And then a reversed card sort, which now is basically just called a tree test, is where you basically ask users to find these items in a hierarchy, but the absence of any type of visual cues or design. It's just the taxonomy itself.

And one important concept you see with websites, and we certainly see with our data in the websites that we've tested, is that most users do start with a browsing strategy on a website. The vast majority, in fact, we've found. And certainly across some tasks there's much more search, sometimes on densely packed ecommerce sites, and depending on the item it can be high. But in most cases, “browse” is the primary way that users are going to interact, initially certainly, with a website in trying to find either items or information. So it's vitally important to understand how they're going about finding things, how they think about it. And the reason why card sorting is so popular, as we saw, is because like many user-centered methodologies, instead of setting up a hierarchy based upon the organisational structure, or what the developers or VPs or designers think should be laid out, the idea is that that should reflect what generally how people come to websites, how they think. And so card sorting is still used to facilitate getting that mental model from the user, as opposed to the company reflected on the website.

Probably the best way to articulate this is just to go through case study.
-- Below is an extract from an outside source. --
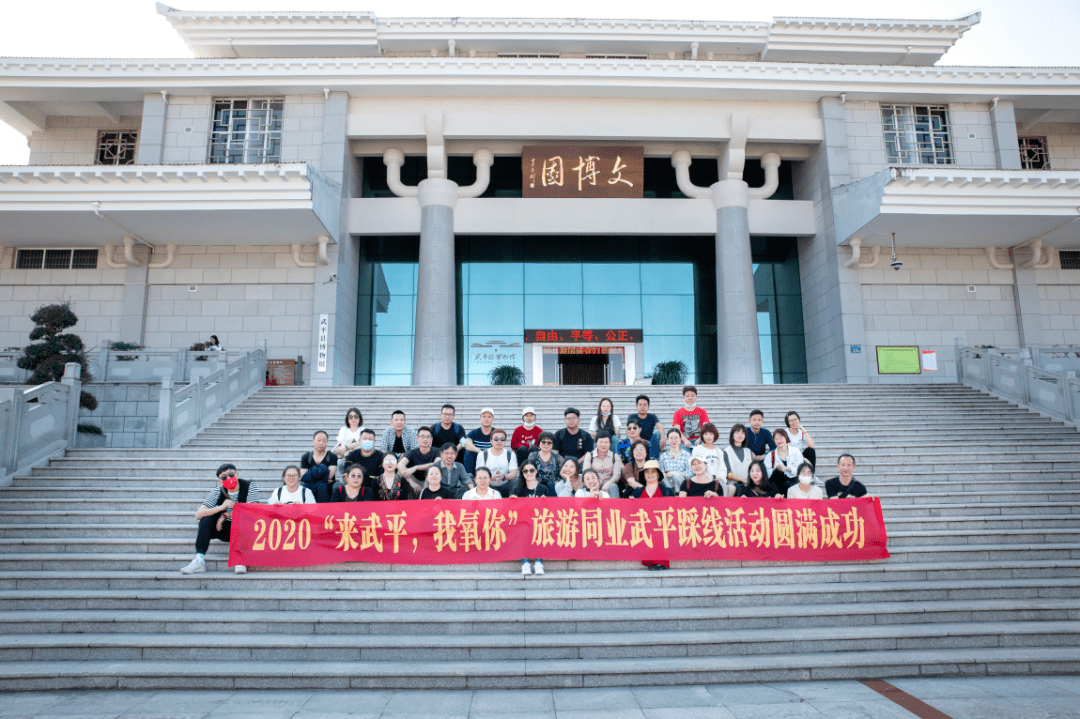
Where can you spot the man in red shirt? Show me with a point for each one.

So we picked target.com, we figured most people are probably familiar with that, and talked about a case where wed used both card sorting and tree testing.

So Target's a pretty well refined, well populated website, but as you can see they've got a pretty large navigation taxonomy as well. So let's imagine we wanted to get a baseline set of measures for how findable items are, how well this taxonomy matches to the users' mental model, and identify some areas for improvement.

So we get a set of baseline measures, make improvements, then measure again. That's what we've got here.

And in order to do that, we pick a variety of items that we want to test in a taxonomy. Now we're just doing a hypothetical case study here; but usually when I'm working with folks, doing card sorting or tree testing, there's a lot of hotly debated opinions inside the company about why products are or are not selling. Is it “Could they find it?” “It should be located at the higher end of the category.” Those are usually very good candidates to put into a card sort or tree test, and at least identify, is this an item that is not matching well into people's mental model.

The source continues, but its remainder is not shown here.